A pharmaceutical composition according to anyone of the preceding claims, wherein brivaracetam and lacosamide are formulated in a single dosage form, or are formulated in separate dosage forms, which are administered simultaneously or/and subsequently, wherein the separate dosage forms are co-packaged in a single container or in a plurality of containers within a single outer package, are co-presented in separate packaging ("common presentation").
A pharmaceutical composition according to anyone of the preceding claims for use in the prevention, alleviation or/and treatment of epileptic seizures.

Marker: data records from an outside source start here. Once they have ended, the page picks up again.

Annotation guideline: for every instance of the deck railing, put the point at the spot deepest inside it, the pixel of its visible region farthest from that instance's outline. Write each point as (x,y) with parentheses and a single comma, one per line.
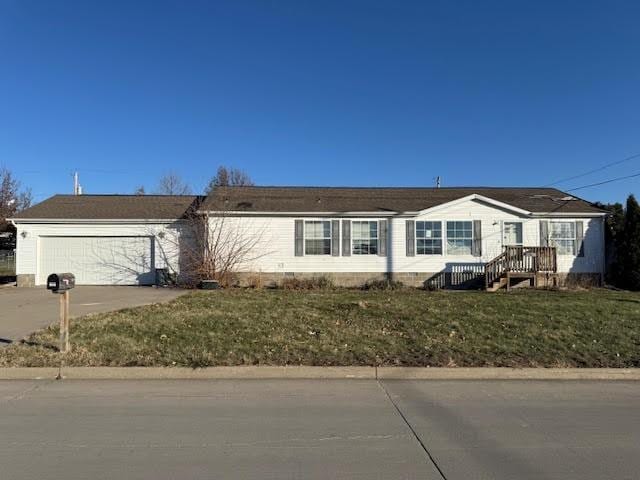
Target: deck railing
(521,259)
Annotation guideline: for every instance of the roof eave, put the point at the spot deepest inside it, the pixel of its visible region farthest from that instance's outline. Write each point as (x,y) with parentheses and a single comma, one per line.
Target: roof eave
(92,220)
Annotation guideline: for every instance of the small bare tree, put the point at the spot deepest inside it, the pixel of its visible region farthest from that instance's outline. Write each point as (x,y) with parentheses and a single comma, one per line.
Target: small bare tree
(12,198)
(212,247)
(229,177)
(173,184)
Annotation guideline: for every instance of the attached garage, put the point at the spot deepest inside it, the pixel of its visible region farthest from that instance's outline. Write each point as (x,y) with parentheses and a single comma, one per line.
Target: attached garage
(101,239)
(98,260)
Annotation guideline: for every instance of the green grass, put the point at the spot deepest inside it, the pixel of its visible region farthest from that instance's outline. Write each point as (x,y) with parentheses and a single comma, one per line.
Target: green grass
(596,328)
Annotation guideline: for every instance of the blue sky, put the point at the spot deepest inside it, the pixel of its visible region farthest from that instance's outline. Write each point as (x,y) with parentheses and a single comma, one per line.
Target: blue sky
(320,93)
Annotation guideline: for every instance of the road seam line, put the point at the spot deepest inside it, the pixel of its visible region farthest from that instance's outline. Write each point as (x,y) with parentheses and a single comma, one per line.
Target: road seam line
(415,434)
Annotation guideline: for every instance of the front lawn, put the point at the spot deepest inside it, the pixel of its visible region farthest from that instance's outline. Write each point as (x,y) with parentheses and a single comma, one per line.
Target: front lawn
(597,328)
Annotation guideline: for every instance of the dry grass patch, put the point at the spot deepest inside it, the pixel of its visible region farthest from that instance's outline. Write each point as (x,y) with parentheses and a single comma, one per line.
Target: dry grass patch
(596,328)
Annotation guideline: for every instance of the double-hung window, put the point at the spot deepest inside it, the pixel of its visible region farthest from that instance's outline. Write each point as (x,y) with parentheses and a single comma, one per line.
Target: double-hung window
(562,235)
(317,237)
(459,238)
(429,238)
(364,237)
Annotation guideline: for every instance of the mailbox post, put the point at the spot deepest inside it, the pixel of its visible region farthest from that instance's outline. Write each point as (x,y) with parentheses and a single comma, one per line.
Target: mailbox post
(61,283)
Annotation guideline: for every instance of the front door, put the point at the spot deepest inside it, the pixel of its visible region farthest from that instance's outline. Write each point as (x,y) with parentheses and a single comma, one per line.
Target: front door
(512,234)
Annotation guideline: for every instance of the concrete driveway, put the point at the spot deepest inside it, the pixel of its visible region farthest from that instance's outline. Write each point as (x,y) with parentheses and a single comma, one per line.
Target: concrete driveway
(24,310)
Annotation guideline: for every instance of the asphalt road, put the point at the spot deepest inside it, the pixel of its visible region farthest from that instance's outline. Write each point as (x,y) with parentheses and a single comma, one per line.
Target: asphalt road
(24,310)
(337,429)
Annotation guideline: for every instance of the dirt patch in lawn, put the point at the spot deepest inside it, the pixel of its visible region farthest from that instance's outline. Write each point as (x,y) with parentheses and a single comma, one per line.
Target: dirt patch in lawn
(596,328)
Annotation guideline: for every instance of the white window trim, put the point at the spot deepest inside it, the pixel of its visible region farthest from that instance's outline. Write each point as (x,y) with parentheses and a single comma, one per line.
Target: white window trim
(503,231)
(575,239)
(304,237)
(377,237)
(445,235)
(442,238)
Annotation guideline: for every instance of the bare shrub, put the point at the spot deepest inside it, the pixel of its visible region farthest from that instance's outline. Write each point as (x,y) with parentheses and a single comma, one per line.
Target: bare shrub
(383,285)
(313,283)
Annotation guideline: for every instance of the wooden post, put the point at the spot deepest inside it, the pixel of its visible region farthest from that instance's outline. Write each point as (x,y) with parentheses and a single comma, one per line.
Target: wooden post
(64,322)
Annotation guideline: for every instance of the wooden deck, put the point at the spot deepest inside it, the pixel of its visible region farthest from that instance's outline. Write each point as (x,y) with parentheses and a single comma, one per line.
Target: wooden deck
(520,262)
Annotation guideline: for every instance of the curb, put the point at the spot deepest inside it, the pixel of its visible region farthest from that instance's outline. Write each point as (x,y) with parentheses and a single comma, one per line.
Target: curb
(304,372)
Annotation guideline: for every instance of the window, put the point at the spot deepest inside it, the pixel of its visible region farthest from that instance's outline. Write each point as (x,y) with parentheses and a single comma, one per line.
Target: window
(364,237)
(562,235)
(429,238)
(317,237)
(512,233)
(459,238)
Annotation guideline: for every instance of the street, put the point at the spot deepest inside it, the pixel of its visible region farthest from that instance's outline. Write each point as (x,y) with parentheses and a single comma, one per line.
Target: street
(338,429)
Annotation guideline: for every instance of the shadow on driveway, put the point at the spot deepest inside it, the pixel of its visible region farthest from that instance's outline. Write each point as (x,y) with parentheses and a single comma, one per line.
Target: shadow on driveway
(25,310)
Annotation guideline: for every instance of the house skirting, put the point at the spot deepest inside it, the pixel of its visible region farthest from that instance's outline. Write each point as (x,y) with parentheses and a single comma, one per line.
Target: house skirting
(464,280)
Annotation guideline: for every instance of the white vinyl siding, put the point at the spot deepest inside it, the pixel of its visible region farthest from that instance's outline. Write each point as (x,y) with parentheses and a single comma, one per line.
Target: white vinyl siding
(428,238)
(364,238)
(459,238)
(276,252)
(512,233)
(562,235)
(317,237)
(275,248)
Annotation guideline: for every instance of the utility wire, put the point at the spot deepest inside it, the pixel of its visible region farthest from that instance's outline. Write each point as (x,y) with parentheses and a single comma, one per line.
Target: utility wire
(604,182)
(595,170)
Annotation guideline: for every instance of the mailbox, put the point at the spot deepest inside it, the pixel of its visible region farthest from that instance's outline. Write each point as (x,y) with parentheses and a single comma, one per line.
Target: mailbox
(61,282)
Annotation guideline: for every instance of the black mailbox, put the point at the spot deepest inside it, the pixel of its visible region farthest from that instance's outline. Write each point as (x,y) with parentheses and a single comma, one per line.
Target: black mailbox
(61,282)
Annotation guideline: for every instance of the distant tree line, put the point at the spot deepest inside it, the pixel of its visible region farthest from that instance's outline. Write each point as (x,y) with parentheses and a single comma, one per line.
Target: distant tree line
(622,238)
(13,199)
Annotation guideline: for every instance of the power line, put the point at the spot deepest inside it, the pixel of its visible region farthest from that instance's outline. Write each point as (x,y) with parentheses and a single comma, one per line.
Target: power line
(604,182)
(595,170)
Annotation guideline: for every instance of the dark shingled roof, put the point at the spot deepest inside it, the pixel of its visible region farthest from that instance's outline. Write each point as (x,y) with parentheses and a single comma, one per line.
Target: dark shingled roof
(293,199)
(344,199)
(110,207)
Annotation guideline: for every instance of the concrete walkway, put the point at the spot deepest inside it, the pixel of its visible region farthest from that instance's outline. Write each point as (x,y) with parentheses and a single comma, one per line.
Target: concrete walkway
(24,310)
(319,429)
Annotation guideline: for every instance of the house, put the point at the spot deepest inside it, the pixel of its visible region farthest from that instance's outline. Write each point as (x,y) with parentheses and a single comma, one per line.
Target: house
(447,236)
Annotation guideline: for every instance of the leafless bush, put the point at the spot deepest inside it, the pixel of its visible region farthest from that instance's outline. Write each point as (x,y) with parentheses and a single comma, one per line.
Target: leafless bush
(212,248)
(314,283)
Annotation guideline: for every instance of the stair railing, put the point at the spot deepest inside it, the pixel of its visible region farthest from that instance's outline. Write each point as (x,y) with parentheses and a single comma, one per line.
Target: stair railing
(521,259)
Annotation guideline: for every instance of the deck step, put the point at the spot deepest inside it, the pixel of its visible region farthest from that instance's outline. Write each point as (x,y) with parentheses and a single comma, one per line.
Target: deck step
(497,285)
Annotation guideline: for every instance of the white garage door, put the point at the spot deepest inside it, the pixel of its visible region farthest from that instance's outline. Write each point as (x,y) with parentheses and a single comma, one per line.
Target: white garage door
(98,260)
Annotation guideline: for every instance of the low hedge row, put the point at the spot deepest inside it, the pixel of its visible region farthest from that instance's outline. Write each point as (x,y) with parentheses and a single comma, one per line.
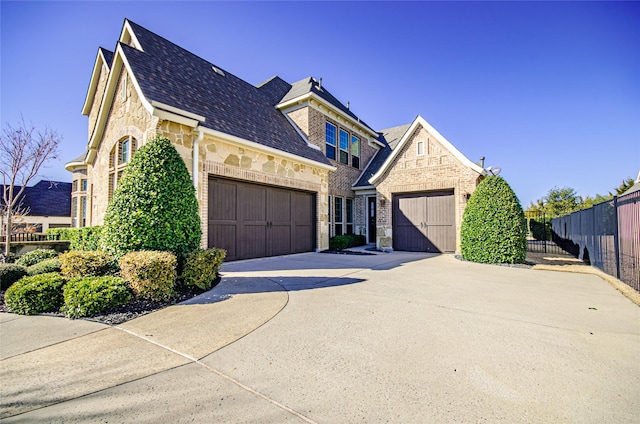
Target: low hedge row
(35,256)
(150,274)
(84,238)
(87,263)
(201,267)
(88,296)
(346,241)
(43,267)
(35,294)
(82,283)
(10,273)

A pharmaceutical composition for use according to claim 8, wherein the epileptic seizures are selected from partial seizures with and without secondary generalisation, primarily generalised seizures, and status epilepticus.
The pharmaceutical composition or the pharmaceutical composition for use according to any one of the preceding claims,
wherein the pharmaceutical composition is prepared for oral or i.v. administration.
The pharmaceutical composition or the pharmaceutical composition for use according to any one of the preceding claims,
wherein the pharmaceutical composition is prepared for oral administration , and is selected from the group of ingestible tablets, buccal tablets, troches, capsules, elixirs, suspensions, syrups, and wafers, or is incorporated directly into the food of the diet.
The pharmaceutical composition or the pharmaceutical composition for use according to any one of the preceding claims,
wherein the pharmaceutical composition is prepared for administration in humans.